Today’s vote on prisoners’ electoral is a crucial test

Later today there will be a crucial Commons vote on the right or otherwise of prisoners to have an electoral vote. Because it suits his book to throw a crumb to the Conservative right wing (and look truculent over an EU issue) the Prime Minister has given MPs a free vote. After much squabbling yesterday, it looks like there will now be a majority in favour of defying the EU.

As Ken Clarke has already made abundantly clear, in the end we will ‘fulfil our European Union obligations’, but that’s not really the point. David Cameron has been pressured by circumstances into accepting Party indiscipline – and humouring it.

Now today we read that 90 top LibDem Councillors have publicly attacked the Government’s cuts programme – a Government in which they are technically partners. There’s not much Cameron can do about this either – without upsetting the Huhne/Cable axis of thinly-veiled disloyalty.
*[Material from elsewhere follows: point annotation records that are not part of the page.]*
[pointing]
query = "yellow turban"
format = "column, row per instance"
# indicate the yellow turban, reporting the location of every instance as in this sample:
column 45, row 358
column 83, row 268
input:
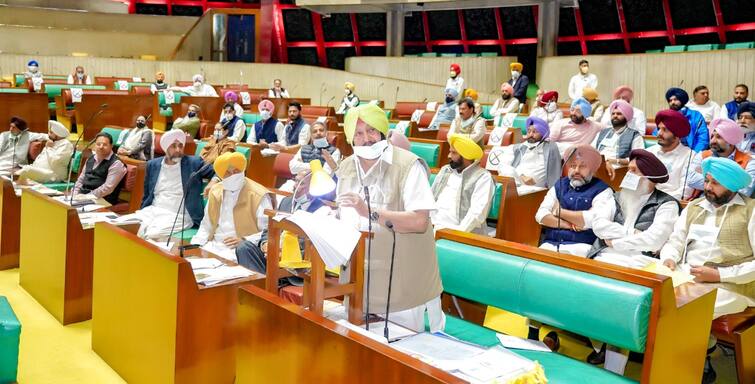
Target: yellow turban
column 467, row 148
column 227, row 160
column 371, row 114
At the weekend, Nick Clegg devoted a speech and press conference to putting forward how economic reconstruction and stimulation was indeed a priority for ‘the Government’, despite the fact that – when you look at policy papers in the pipeline – it is clear that the Coalition is doing none of the things he suggested. There’s a very good reason for that: two of them are LibDem, not Tory, policies.

Now some would observe that these events merely show how Coalition government really doesn’t work in practice: that policy is diluted and the direction becomes fuzzy. But if you look at PR-created Coalition government elsewhere in the EU, the one thing it always leads to is a proliferation of Parties.
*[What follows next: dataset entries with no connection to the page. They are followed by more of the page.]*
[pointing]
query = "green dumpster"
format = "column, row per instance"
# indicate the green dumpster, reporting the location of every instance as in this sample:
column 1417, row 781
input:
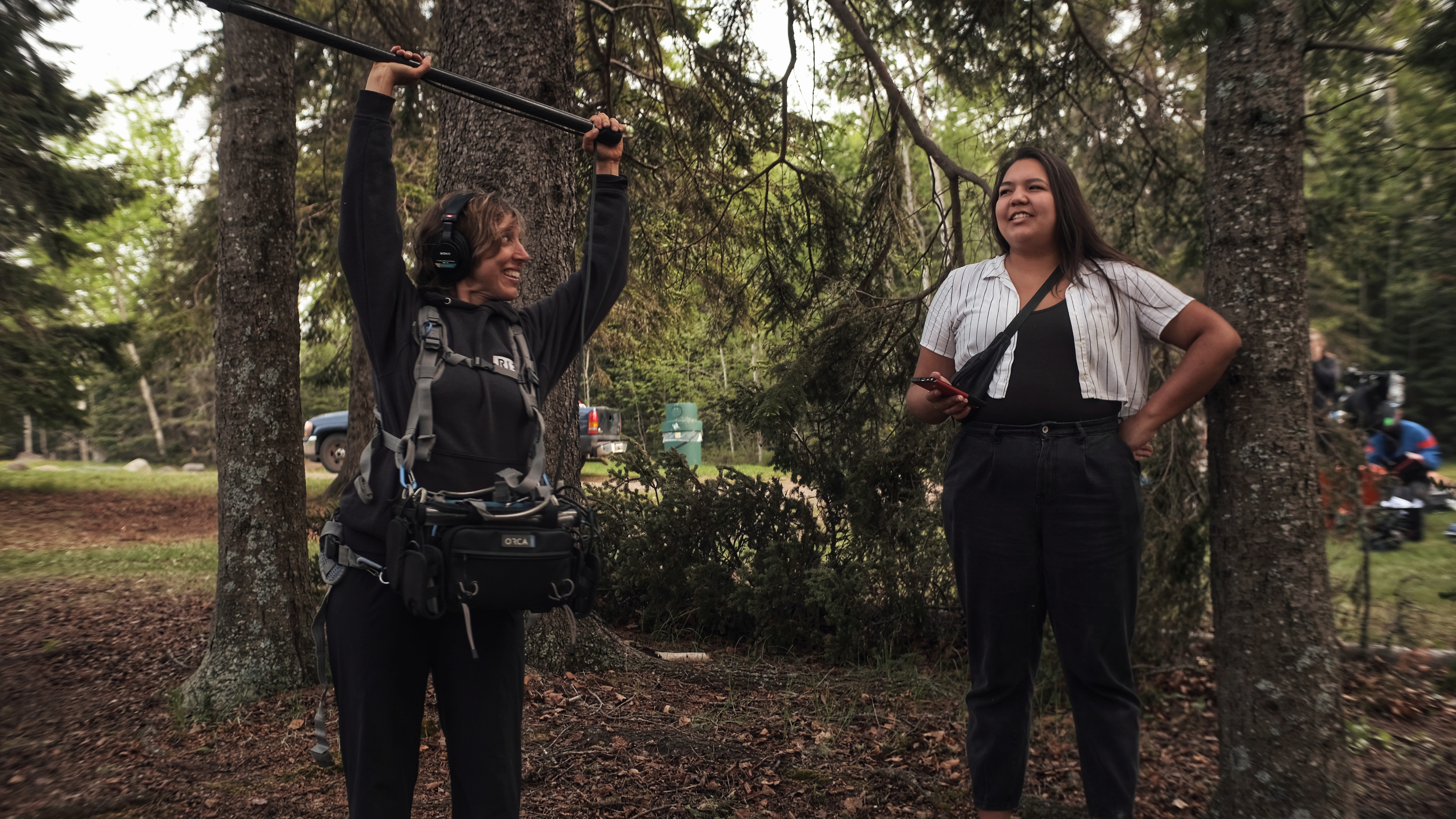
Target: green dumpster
column 682, row 431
The assumption that the voting system caused the change is sensible, but may no longer be considered the only reason. Parties are very, very rarely invented by voters: they’re created by politicians fed up of being bullied by Whips, and a ignored by Party leaderships that usually ignore them. I suspect the way round change works is that such politicos are motivated by leaderships out of touch with the public – and then encouraged to do something dramatic by the PR voting system.

This is not an academic consideration. If ‘rebels’ in the Labour and Conservative Parties win out today, they will not face dire consequences. Those on the Left who find Big Ed far too Highgate for their taste (and accept that the denial of votes to prisoners is commonsense) will have flexed their muscles; and the eurosceptic Tory Right will have won a major victory that leaves William Hague looking decidedly isolated. As Daniel Ellsberg once remarked, “Courage is contagious”.

What makes the trend even more fascinating is that not only will it have been achieved without PR, it will be apparent even to the dullest of backbench fodder that voting in favour of AV later this year can help a cause. It could quite easily change the dynamics of MPs’ public support for the referendum: and shift more people like me into the AV camp if only because it offers the chance to make political realignment a strong possibility rather than just an extremely unlikely outcome.

A wion against the EUCourt today will be bad for the Cameroons, good for Nick Clegg, and excellent for MPs’ power. And (as the Cameroons will know only too well) it won’t do David Davis any harm either.